On a β plane, the situation is more complicated because the β effect itself produces an asymmetry in vertical motion (e.g., Peng et al. 1999). However, the magnitude of the ∂w/∂y term would still be appreciable and would produce similar modifications to the asymmetric flow, and thus the deviations in the track shown in Fig. 4. However, due to asymmetries introduced by β, the track deviations vary to northwest instead of southwest in the e_w experiment.

6. Summary and conclusions

Traditionally, the terms 2Ωwcosϕ (e_w, Coriolis force due to vertical motion) in the x-momentum equation and 2Ωucosϕ (w_e, Coriolis force due to the zonal wind) in the vertical momentum equation have been neglected in studying midlatitude synoptic systems based on a scale analysis. However, because strong vertical motion and horizontal winds exist in the interior areas of a tropical cyclone (TC), these terms may be important. This study represents an attempt to examine the extent to which the e_w term can modify TC structure and motion on both f and β planes.

The experiments using the fifth-generation Pennsylvania State University–National Center for Atmospheric Research (NCEP–NCAR) Mesoscale Model (MM5) indicate that on an f plane, inclusion of the e_w term enhances (reduces) the precipitation in the northeastern (southwestern) section of the TC. The amplitude of the asymmetry can be up to 10%–20% of the symmetric part. The TC also has a generally westward to southwestward displacement so that after 72 h, the vortex is ∼80 km to the southwest of the original position. On a β plane, the TC track in the experiment with inclusion of the e_w term deviates to the west-southwest from that without by ∼50 km after 46 h.

To demonstrate the significance of the e_w term, a scale analysis is performed using the results from the control run. It is found that within the eyewall areas of the TC, the ratio of e_w to the magnitude of the horizontal acceleration can be up to 0.5. The strong meridional gradient across the TC of the vertical motion within the eyewall gives rise to vorticity tendency asymmetries such that a generally easterly flow is generated. It is this easterly flow that causes the vortex to move westward. Asymmetries in this flow can also explain those in the rainfall observed in the experiments.

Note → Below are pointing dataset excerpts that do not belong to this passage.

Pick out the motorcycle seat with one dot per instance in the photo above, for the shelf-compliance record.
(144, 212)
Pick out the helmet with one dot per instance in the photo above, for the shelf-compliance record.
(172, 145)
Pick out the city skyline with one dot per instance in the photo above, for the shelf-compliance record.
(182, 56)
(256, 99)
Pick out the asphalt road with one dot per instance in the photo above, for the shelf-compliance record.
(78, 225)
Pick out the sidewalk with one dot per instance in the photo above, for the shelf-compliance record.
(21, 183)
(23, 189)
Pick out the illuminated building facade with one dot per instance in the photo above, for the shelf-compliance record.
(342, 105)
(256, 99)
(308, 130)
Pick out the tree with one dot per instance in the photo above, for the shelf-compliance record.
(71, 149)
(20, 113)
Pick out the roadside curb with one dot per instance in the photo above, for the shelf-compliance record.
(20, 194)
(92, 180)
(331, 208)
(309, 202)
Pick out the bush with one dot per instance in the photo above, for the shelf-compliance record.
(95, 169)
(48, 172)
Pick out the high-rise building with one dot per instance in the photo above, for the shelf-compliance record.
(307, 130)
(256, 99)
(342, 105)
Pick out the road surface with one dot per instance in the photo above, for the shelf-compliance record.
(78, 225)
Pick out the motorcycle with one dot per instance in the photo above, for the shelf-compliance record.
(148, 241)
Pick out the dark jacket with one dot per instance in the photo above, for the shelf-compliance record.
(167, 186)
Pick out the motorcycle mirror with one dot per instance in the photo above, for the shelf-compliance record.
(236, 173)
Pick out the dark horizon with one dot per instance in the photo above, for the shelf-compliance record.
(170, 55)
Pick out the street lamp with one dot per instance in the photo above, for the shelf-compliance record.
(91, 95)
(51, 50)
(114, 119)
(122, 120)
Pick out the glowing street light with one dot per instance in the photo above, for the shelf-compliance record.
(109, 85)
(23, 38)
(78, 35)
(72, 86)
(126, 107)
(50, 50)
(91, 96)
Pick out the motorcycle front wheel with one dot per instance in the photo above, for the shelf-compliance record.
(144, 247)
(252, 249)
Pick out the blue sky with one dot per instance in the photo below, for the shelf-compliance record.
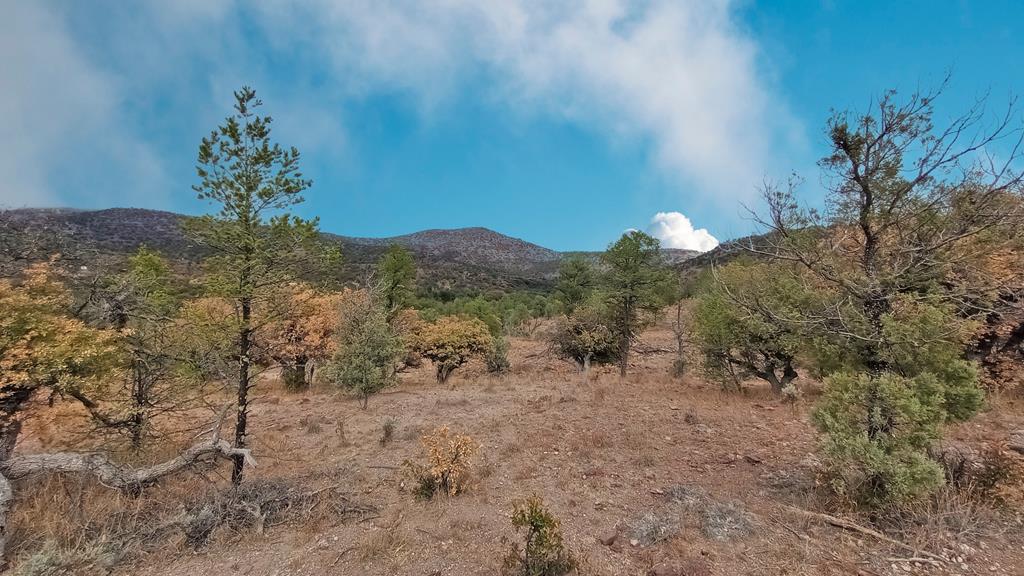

To summarize, this paper has shown that in the modeling of TCs, the component of the Coriolis force in the horizontal momentum equation due to vertical motion should not be neglected, especially in the study of the structure and motion of TCs. However, it appears that this term has no appreciable effect on the intensity of a TC, despite changes in the precipitation distribution. The next step in this investigation will be the examination of the effect of the other component of the full Coriolis force (i.e., in the vertical momentum equation due to the effect of the zonal wind).